Aspek permainan Digimon World 3 menandai pergeseran fundamental ke konvensi JRPG kontemporer, meninggalkan mekanik “merawat” monster yang menjadi ciri khas judul orisinalnya. Pengalaman bermain terbagi menjadi dua mode utama: eksplorasi lapangan dan pertarungan berbasis giliran. Saat eksplorasi, pemain menavigasi dunia isometrik luas yang terdiri dari latar belakang 2D pra-render dan elemen arsitektur 3D, menggunakan sprite lokal untuk merepresentasikan protagonis. Berbeda dengan pendahulunya yang menggunakan pergerakan real-time atau penjelajahan dungeon berbasis grid, DW3 menggunakan struktur overworld serta kota/dungeon tradisional. Pertarungan dipicu melalui perjumpaan acak dan berpindah ke arena pertarungan 3D khusus. Di sinilah JRPG ini mengadopsi gameplay duel monster. Meskipun pemain bepergian dengan kelompok hingga tiga Digimon, pertarungan tetap dilakukan satu lawan satu. Pemain mengelola HP, mana, dan pengukur “Digivolution” Digimon mereka, dengan kemampuan taktis untuk mengganti anggota tim atau menggunakan “Blast Digivolution” saat meteran ketegangan penuh. Selain itu, terdapat mini-game Card Battle yang memiliki UI khusus dan aturan kompleks, berbeda dengan CCG dunia nyata yang disimulasikan dalam Digital Monster Card Game. Permainan kartu ini cukup mendalam untuk menjadi game mandiri dan memberikan selingan yang solid dari misi utama.

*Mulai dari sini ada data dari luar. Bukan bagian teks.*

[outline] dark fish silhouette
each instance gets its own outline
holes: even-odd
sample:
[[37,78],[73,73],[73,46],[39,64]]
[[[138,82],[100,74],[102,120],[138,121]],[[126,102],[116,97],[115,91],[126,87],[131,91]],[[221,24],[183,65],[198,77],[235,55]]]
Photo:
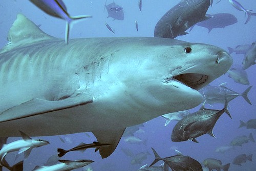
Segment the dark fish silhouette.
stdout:
[[91,15],[71,16],[68,13],[65,4],[62,0],[30,0],[37,7],[52,16],[63,19],[66,21],[65,42],[68,44],[70,28],[72,21],[80,19],[92,17]]
[[206,133],[215,137],[212,129],[221,115],[226,112],[231,118],[227,108],[228,103],[226,100],[224,107],[221,110],[206,109],[204,103],[198,111],[184,117],[178,122],[173,130],[172,140],[179,142],[189,140],[198,142],[196,138]]
[[182,0],[168,11],[155,27],[154,37],[174,39],[184,35],[192,26],[207,20],[210,0]]
[[78,145],[74,147],[70,150],[65,150],[61,149],[58,149],[58,156],[59,157],[64,156],[67,153],[69,152],[72,152],[73,151],[80,151],[82,152],[84,152],[86,149],[90,148],[96,148],[95,152],[97,152],[101,147],[110,145],[110,144],[107,143],[102,143],[98,142],[93,142],[93,143],[86,144],[84,143],[81,143]]
[[140,11],[141,11],[141,8],[142,7],[142,0],[139,0],[138,1],[138,4],[139,4],[139,8],[140,10]]
[[111,32],[112,32],[112,33],[114,33],[114,34],[115,34],[115,33],[114,32],[114,31],[112,30],[112,29],[111,29],[111,27],[110,26],[110,25],[109,25],[108,24],[108,23],[106,23],[106,22],[105,25],[106,25],[106,28],[108,29],[109,29],[109,30],[110,30]]
[[195,26],[198,26],[208,29],[208,33],[210,33],[212,29],[224,28],[226,26],[233,25],[238,22],[237,18],[234,15],[228,13],[207,14],[206,16],[210,18],[197,23],[191,27],[190,31]]
[[137,31],[139,31],[139,26],[138,26],[138,21],[135,21],[135,27],[136,27]]
[[150,167],[158,161],[162,160],[173,170],[203,170],[202,165],[198,161],[189,156],[183,156],[178,150],[175,150],[178,153],[177,155],[162,158],[153,148],[152,148],[151,149],[152,149],[156,159],[150,165]]
[[[111,17],[114,18],[114,20],[118,19],[122,20],[124,18],[124,15],[122,7],[115,3],[115,2],[109,5],[106,5],[106,0],[105,3],[105,8],[108,11],[109,15],[107,18]],[[115,9],[118,9],[116,10]]]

Struktur hibrida ini mengadopsi aspek dari Era Keemasan JRPG, yang dipopulerkan oleh Final Fantasy VII dan Final Fantasy IX, sembari mendekati peta isometrik pra-render dan arena pertarungan poligonal terpisah yang terinspirasi oleh The Legend of Dragoon. Game ini sangat dipengaruhi oleh genre monster kompetitif ala Pokémon, namun menawarkan sistem evolusi bercabang yang lebih dalam seperti seri SaGa dan Shin Megami Tensei. Bingkai tematis dan desain UI-nya mencerminkan estetika Phantasy Star Online, menempatkan pemain dalam MMORPG VR fiktif untuk membangkitkan suasana digital yang luas. Terakhir, sistem pertarungan kartu memberikan pilar gameplay sekunder yang berfungsi mirip dengan sistem Triple Triad dalam Final Fantasy VIII.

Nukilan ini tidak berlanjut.